Early results from the Queer COVID-TO study suggests people who self-identify with 2SLGBTQIA+ communities are concerned that businesses near Church and Wellesley Streets, an LGBTQ enclave, were at risk of closing during the pandemic. In particular, they worry that businesses dedicated to women, trans and non-binary people have been disproportionally affected when compared to spaces that cater to gay men.

Led by Jessica Fields, a professor in U of T Scarborough’s department of health and society, the study explores what social life will look like for the queer community in anticipation of more businesses being at risk of closing their doors.
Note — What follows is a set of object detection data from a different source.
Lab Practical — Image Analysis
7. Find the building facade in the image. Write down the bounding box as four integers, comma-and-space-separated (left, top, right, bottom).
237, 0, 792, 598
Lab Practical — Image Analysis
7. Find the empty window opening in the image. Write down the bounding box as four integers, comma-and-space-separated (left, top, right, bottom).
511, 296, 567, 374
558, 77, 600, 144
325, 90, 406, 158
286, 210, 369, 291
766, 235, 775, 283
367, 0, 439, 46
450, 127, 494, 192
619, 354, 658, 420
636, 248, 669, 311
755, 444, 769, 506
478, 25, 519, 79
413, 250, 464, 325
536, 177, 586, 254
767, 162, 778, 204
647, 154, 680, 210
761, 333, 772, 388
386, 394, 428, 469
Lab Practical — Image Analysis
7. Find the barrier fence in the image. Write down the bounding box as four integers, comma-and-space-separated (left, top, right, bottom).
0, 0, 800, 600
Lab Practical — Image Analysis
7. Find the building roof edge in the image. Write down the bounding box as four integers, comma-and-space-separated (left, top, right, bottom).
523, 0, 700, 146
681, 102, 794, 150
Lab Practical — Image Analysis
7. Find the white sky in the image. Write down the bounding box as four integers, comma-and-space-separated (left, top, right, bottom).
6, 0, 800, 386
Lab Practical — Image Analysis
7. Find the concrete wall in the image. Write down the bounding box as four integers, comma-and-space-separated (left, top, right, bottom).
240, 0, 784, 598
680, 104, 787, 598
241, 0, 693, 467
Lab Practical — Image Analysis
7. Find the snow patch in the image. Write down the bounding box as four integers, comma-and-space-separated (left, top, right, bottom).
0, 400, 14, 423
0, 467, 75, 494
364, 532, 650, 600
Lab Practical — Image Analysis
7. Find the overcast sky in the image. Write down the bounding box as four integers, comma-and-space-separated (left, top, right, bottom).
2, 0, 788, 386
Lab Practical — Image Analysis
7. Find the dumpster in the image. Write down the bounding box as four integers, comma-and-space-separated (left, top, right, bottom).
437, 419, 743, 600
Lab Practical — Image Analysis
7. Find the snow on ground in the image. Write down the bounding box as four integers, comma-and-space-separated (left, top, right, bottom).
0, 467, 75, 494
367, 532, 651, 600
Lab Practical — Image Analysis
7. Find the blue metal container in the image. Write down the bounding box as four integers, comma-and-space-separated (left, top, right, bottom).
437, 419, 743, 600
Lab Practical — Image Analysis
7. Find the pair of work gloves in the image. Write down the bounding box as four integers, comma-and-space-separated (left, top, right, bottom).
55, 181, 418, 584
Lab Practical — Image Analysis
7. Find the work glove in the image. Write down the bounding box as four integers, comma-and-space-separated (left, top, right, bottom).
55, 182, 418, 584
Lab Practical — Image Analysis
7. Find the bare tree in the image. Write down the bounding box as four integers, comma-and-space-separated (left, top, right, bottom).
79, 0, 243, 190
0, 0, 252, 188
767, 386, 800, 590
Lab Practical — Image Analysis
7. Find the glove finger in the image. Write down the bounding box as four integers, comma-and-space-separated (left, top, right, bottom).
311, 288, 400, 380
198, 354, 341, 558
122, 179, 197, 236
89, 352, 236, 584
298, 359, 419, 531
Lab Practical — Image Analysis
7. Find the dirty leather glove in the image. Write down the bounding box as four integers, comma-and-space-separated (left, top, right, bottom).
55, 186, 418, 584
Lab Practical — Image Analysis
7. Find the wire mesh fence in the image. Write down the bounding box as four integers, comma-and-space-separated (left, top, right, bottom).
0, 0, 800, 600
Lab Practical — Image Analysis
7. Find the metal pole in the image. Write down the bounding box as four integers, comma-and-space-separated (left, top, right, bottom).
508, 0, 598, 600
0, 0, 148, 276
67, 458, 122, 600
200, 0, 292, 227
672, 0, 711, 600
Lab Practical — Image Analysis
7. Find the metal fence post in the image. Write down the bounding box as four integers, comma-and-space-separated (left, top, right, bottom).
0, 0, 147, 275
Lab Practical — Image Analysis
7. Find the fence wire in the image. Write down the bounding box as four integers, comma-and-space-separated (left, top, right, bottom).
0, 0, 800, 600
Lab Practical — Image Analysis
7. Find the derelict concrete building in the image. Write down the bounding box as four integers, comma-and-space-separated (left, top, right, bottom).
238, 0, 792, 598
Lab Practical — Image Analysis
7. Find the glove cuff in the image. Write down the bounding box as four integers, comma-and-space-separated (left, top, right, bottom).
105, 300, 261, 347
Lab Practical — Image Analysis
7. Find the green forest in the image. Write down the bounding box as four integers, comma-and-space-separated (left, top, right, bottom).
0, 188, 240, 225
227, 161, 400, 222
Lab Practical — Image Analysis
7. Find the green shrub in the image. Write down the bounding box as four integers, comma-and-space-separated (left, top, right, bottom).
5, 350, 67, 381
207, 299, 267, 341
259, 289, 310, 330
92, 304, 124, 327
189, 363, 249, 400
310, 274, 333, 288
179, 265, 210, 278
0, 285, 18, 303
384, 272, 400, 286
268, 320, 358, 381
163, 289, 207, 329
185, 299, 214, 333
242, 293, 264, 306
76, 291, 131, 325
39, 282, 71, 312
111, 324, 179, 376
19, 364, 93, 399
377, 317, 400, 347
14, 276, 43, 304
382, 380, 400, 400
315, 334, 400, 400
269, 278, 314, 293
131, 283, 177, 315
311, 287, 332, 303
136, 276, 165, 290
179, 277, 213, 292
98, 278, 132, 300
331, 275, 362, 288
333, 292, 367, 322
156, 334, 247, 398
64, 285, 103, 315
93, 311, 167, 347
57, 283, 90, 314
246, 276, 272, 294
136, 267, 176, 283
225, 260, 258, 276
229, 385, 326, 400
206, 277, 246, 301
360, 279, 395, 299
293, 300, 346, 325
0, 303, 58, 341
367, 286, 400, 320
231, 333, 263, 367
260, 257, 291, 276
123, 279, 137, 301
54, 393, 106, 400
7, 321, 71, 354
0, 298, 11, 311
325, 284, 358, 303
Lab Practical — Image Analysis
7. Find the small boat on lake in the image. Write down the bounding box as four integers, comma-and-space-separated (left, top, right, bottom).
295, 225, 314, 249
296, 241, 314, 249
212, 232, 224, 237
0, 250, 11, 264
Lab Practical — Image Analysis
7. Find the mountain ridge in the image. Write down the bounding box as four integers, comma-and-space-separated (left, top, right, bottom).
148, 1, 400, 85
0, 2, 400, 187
“Across Toronto, we have seen neighbourhood businesses close,” Fields says. “For queer people, the loss of those businesses is also a loss of a place in which people get to express themselves, explore themselves and find community.”

Queer COVID-TO launched last summer to document the impact of COVID-19 public health measures on mental health and well-being. It aims to raise awareness about how the city can identify and improve resources and policies to better support the community.

After conducting 413 surveys and 46 in-depth interviews, researchers say study participants reported concerns about the loss of more safe, inclusive, community-based spaces for women, trans and non-binary people.

Assistant Professor Sarah Williams, a co-investigator on the project, says that participants reported feeling a great need to visit queer businesses for a sense of community and connection during the brief periods when Ontario’s COVID-19 rules permitted them to re-open.

Williams adds that, while people turned to virtual platforms to socialize, the loss of physical space means there will be limited spaces for community members to fully express themselves.

“Participants are mourning that space,” Williams says. “There needs to be a diversity of businesses and spaces for all members of the queer community to feel safe and comfortable to show up as themselves and feel welcome.”

Here’s what one study participant said about the anticipated loss of a local drag bar: “Crews and Tangos probably is (going) be gone once this is finished. And it’s a very important place because a lot of people rely on that place to feel safe (and) go to the drag shows. It is actually one of the places that are very inclusive…”

Williams says many study participants view the closure of queer businesses, specifically places for lesbians, queer women and trans folks, as being a reflection of broader patterns of disparities in access to resources and public spaces for the queer community.

The study also highlights how housing insecurity and family dynamics have affected mental health and well-being during the pandemic.

James Gibb, a visiting scholar at U of T Scarborough’s department of health and society, notes that participants reported feeling a greater sense of isolation during the pandemic, resulting in elevated depression and anxiety. Factors included the loss of community, but also moving back home, where their identity may not be fully supported or recognized.

“The LGBTQ community tends to be more vulnerable to having limited access to socio-economic resources,” Gibb says. “That already inequitable access to resources is going to be disproportionately impacted by a pandemic that has disrupted daily life.”

The group hopes the project will not only help shed light on how the queer community has navigated the pandemic, but will help identify resources and funding to support LGBTQ-focused initiatives and preserve diverse community spaces going forward.

“We hope that by highlighting the possibility of loss, we can re-enter with greater intention and with an understanding of what these spaces mean to us,” Fields says.